If you did the exercise, you probably noticed it took longer to switch back and forth, didn’t it? The reason is that your brain has to refocus on the new activity every time you switch. So, while it feels like you’re doing more, it takes you more time, and it feels stressful because it’s difficult to focus. Focusing on one task at a time, whether it’s laundry, talking to your spouse, making dinner, or spending time with friends will help you be better focused at any given moment.
All of this slowing down will ultimately give you a feeling of more control over your life and help you be more in the present moment, not just when you are practicing hygge, but when you’re doing anything.
Practice being positive
We’ve all heard the expression – see the glass as half full. It’s a tired, overused cliché, and yet it’s still widely spoken. Why? Because it’s an easy metaphor for how to see the positive in something when you could have just as easily seen the negative. In a world where we’re constantly comparing ourselves to each other, being able to see the positive in a situation can help you to fight off those comparative thoughts that leave you feeling inadequate, always wanting more and ultimately unable to appreciate things as they are.

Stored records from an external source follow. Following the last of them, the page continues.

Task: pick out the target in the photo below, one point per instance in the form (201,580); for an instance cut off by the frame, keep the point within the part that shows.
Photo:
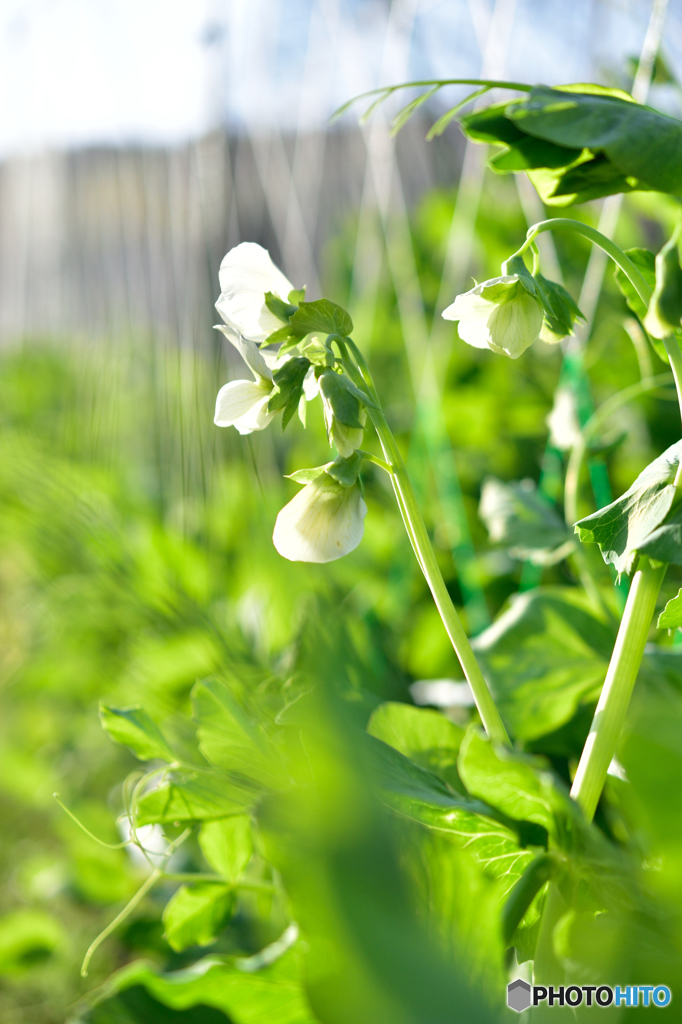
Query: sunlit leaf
(196,913)
(134,728)
(624,527)
(227,845)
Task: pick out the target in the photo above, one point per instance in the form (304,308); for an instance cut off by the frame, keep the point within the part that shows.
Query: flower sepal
(325,520)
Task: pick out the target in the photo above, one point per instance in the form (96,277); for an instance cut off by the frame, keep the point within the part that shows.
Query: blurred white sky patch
(88,72)
(82,72)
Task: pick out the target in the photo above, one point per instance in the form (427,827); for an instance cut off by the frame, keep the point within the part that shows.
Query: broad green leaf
(641,142)
(518,785)
(492,838)
(345,471)
(227,845)
(229,739)
(28,938)
(195,914)
(196,798)
(283,310)
(134,728)
(289,387)
(645,262)
(623,527)
(345,407)
(517,517)
(671,616)
(665,543)
(322,315)
(427,737)
(271,994)
(545,656)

There is a delicate balance between making an effort to be positive and forcing manic energy on every situation and person around you. If you’re choosing to focus on the positive, practice letting go of the negative things around you, rather than suppressing negativity. If you buy a container of fresh peaches fruit, only to bring it home and find that they’re rotten on the inside, you can focus your mind on being frustrated; go on a mental tirade about how the grocer should be more careful in checking his product, get upset with yourself for not being more diligent, or start getting depressed about the money you wasted. It’s easy, and maybe everything you’re thinking is justified. But, when you hear those thoughts sinking in, try to find the positive anyway; isn’t it lucky you didn’t need them for a particular recipe or special occasion? Maybe learning from this instance will make you remember to double-check for something similar when the stakes are higher. Or these little annoyances are helping you build a tendency towards positivity for bigger events when you’ll need the resiliency. Whether the bad thing was rotten luck or your fault, learning to live in a world that is at times unfair, and learning to forgive ourselves, are both undoubtedly needed to remain positive and open to warmth, gratitude, and appreciation. These little annoyances are just positivity practice, and now that you see them that way, you’ll find yourself a little hopeful for a minor annoyance to come upon you so you can practice your new skill.
Hygge is about seeing the beauty in every day, enjoying ordinary moments and generally being appreciative of the world around you. The more you practice being positive, the easier it will be to enjoy ordinary moments and ordinary things like your living room, à la hygge.